Jamie Dimon may need to do something to prove he still deserves a premium. In the wake of the financial crisis, investors paid up for JPMorgan Chase's (JPM) shares because Dimon had done a remarkably good job of steering his bank clear of the worst of the housing bust. But in the past few months, JPMorgan and its CEO seem to have lost their luster.
While shares of all of the big banks have rallied this year, JPMorgan's are up less than most. The stock of Dimon's bank has risen 15% since Jan. 1. That compares to 23% for Citigroup (C), 28% for Goldman (GS) and 42% for Bank of America (BAC). Worse, JPMorgan's shares now get a lower valuation than many rivals - even those that were once seen as much weaker. In fact, were JPMorgan broken up and left for dead, according to analysts at Morgan Stanley, presumably booting Dimon in the process, the bank's shares could potentially rise to $48, up 24% from its current price of $38.72. Ouch.
Dimon will get another shot to win over investors on Tuesday, when JPMorgan holds its annual meeting with shareholders. But arguing JPMorgan should be more highly valued than its rivals is harder than it used to be.

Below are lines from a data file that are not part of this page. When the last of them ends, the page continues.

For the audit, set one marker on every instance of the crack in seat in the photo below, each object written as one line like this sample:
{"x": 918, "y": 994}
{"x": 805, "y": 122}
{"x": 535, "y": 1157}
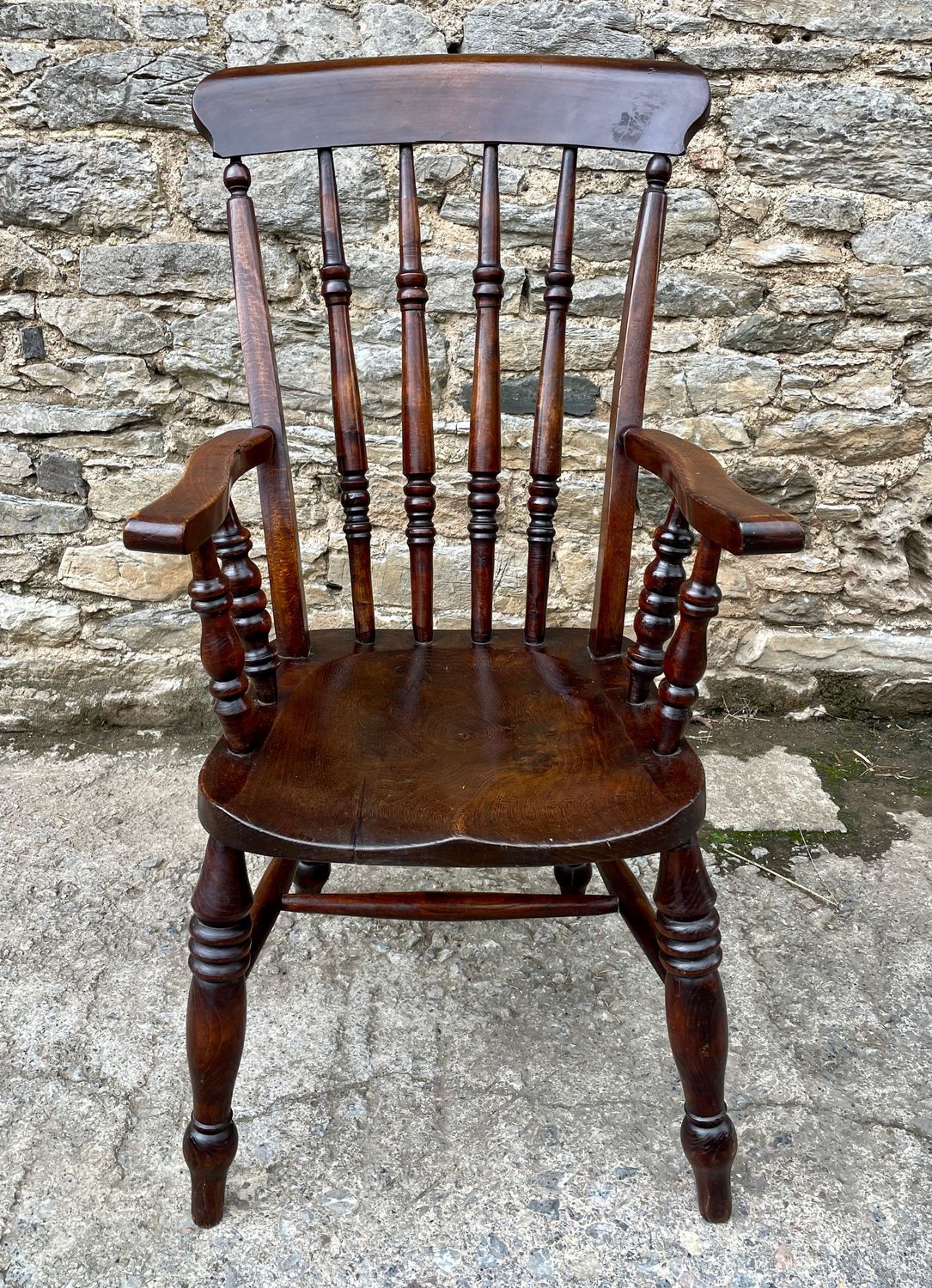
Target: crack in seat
{"x": 493, "y": 754}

Part of the reason has to do with Dimon, who was famously one of the few bank CEOs to foresee losses in subprime mortgages and made moves to avoid them. But in the past year or so, it has become clear that Dimon wasn't as successful as was thought. JPMorgan's portion of the recent $25 billion 'robo-signing' settlement with 49 state attorneys general was $5.3 billion. Not as much as Bank of America, which has to pay out to states and borrowers nearly $12 billion, but more than double Citigroup's penalty, which was $2.2 billion. What's more, JPMorgan has more mortgage losses coming. Just over 14% of JPMorgan's mortgages have either been foreclosed upon, are no-longer paying or are 90 days past due. That's higher than at other big banks, where distressed home loans average 12%, according to the Morgan Stanley analysts.
And unlike subprime mortgages, JPMorgan doesn't seem as aggressive in trying to sidestep what many people see as the likeliest cause of the next financial crisis: Europe. According to Mike Mayo, banking analyst at CLSA and author of the recent book Exile on Wall Street, JPMorgan has $16 billion in net exposure to Greece, Ireland, Italy, Portugal and Spain - the countries seen as the most likely to default.